You are viewing a plain text version of this content. The canonical link for it is here.
Posted to mapreduce-user@hadoop.apache.org by Peter Wolf <op...@gmail.com> on 2011/06/28 22:43:39 UTC

How does Hadoop manage memory?

Hello all,

I am looking for the right thing to read...

I am writing a MapReduce Speech Recognition application.  I want to run 
many Speech Recognizers in parallel.

Speech Recognizers not only use a large amount of processor, they also 
use a large amount of memory.  Also, in my application, they are often 
idle much of the time waiting for data.  So optimizing what runs when is 
non-trivial.

I am trying to better understand how Hadoop manages resources.  Does it 
automatically figure out the right number of mappers to instantiate?  
How?  What happens when other people are sharing the cluster?  What 
resource management is the responsibility of application developers?

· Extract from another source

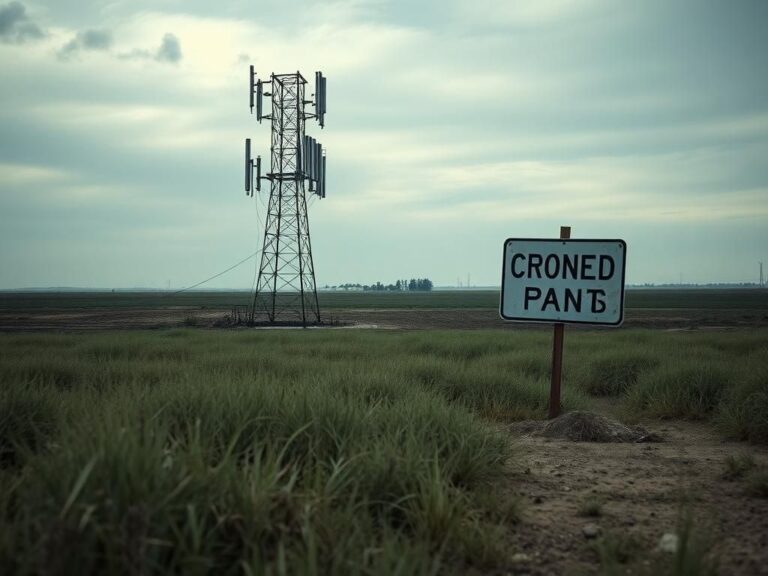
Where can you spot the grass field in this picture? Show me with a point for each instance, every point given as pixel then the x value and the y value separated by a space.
pixel 355 452
pixel 707 299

For example, let's say each Speech Recognizer uses 500 MB, and I have 
1,000,000 files to process.  What would happen if I made 1,000,000 
mappers, each with 1 Speech Recognizer?  Is it only non-optimal because 
of setup time, or would the system try to allocate 500GB of memory and 
explode?

Thank you in advance
Peter


Re: How does Hadoop manage memory?

Posted by Allen Wittenauer <aw...@apache.org>.
On Jun 28, 2011, at 1:43 PM, Peter Wolf wrote:

> Hello all,
> 
> I am looking for the right thing to read...
> 
> I am writing a MapReduce Speech Recognition application.  I want to run many Speech Recognizers in parallel.
> 
> Speech Recognizers not only use a large amount of processor, they also use a large amount of memory.  Also, in my application, they are often idle much of the time waiting for data.  So optimizing what runs when is non-trivial.
> 
> I am trying to better understand how Hadoop manages resources.  Does it automatically figure out the right number of mappers to instantiate?

	The number of mappers correlates to the number of InputSplits, which is based upon the InputFormat.  In most cases, this is equivalent to the number of blocks.  So if a file is composed of 3 blocks, it will generate 3 mappers.  Again, depending upon the InputFormat, the size of these splits may be manipulated via job settings.

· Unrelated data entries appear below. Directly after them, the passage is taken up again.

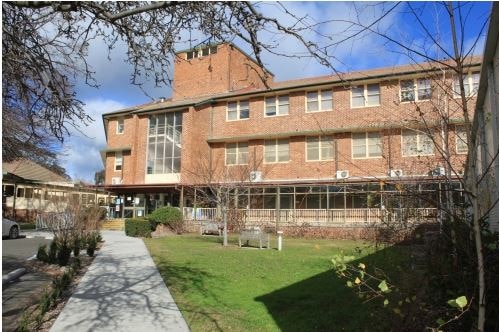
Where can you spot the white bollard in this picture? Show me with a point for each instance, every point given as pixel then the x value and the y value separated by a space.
pixel 279 240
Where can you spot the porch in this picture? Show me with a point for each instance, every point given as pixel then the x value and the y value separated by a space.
pixel 312 217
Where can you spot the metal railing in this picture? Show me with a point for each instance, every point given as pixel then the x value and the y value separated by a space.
pixel 315 216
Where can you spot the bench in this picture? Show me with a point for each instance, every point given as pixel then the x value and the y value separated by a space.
pixel 254 234
pixel 211 228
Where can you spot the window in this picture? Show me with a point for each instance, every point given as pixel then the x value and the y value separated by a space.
pixel 415 90
pixel 366 95
pixel 237 110
pixel 366 145
pixel 205 51
pixel 118 161
pixel 276 150
pixel 236 153
pixel 120 126
pixel 277 105
pixel 416 143
pixel 319 101
pixel 320 148
pixel 461 140
pixel 164 146
pixel 470 82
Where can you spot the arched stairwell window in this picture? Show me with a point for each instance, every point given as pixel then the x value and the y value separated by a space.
pixel 164 147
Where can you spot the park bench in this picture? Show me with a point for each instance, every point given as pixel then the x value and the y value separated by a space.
pixel 254 234
pixel 210 227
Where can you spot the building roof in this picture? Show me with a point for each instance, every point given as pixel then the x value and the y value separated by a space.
pixel 346 79
pixel 29 170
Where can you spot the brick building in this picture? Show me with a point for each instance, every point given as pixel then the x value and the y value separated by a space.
pixel 329 143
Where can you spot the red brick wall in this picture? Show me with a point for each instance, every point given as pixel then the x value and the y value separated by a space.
pixel 227 70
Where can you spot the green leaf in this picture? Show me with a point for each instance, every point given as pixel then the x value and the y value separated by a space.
pixel 383 286
pixel 462 301
pixel 452 303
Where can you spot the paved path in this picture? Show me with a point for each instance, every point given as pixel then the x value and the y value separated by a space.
pixel 121 291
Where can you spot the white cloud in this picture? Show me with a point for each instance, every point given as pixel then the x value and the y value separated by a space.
pixel 81 151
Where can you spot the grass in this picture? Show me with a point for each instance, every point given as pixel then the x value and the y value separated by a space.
pixel 232 289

>  How?  What happens when other people are sharing the cluster?  What resource management is the responsibility of application developers?

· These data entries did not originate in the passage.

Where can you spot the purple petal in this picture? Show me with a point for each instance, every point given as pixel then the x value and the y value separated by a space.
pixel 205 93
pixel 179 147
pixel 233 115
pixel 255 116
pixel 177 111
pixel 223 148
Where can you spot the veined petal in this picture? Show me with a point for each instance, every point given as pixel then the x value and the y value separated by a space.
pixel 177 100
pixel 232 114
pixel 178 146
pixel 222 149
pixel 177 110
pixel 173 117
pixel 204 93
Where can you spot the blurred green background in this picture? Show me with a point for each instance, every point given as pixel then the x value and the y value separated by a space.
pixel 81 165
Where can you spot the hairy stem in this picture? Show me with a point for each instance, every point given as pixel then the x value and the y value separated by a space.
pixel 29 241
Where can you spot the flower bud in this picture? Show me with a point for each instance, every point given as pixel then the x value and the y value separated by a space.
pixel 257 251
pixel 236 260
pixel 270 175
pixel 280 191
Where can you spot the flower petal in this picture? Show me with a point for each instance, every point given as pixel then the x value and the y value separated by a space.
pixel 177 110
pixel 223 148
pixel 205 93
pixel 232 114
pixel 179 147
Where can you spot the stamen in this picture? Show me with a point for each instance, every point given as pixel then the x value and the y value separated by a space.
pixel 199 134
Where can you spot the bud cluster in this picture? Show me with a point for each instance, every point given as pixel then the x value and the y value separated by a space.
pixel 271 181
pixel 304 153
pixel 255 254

	Realistically, *all* resource management is the responsibility of the operations and development teams.  The only real resource protection/allocation system that Hadoop provides is task slots and, if enabled, some memory protection in the form of "don't go over this much".    On multi-tenant systems, a good neighbor view of the world should be adopted.

> For example, let's say each Speech Recognizer uses 500 MB, and I have 1,000,000 files to process.  What would happen if I made 1,000,000 mappers, each with 1 Speech Recognizer?  

	At 1m mappers, the JobTracker would likely explode under the weight first unless the Heap size was raised significantly.  Each value that you see on the JT page--including those for each task--are kept in main memory.  


> Is it only non-optimal because of setup time, or would the system try to allocate 500GB of memory and explode?

	If you have 1m map slots, yes, it would allocate .5TB of mem spread across each node.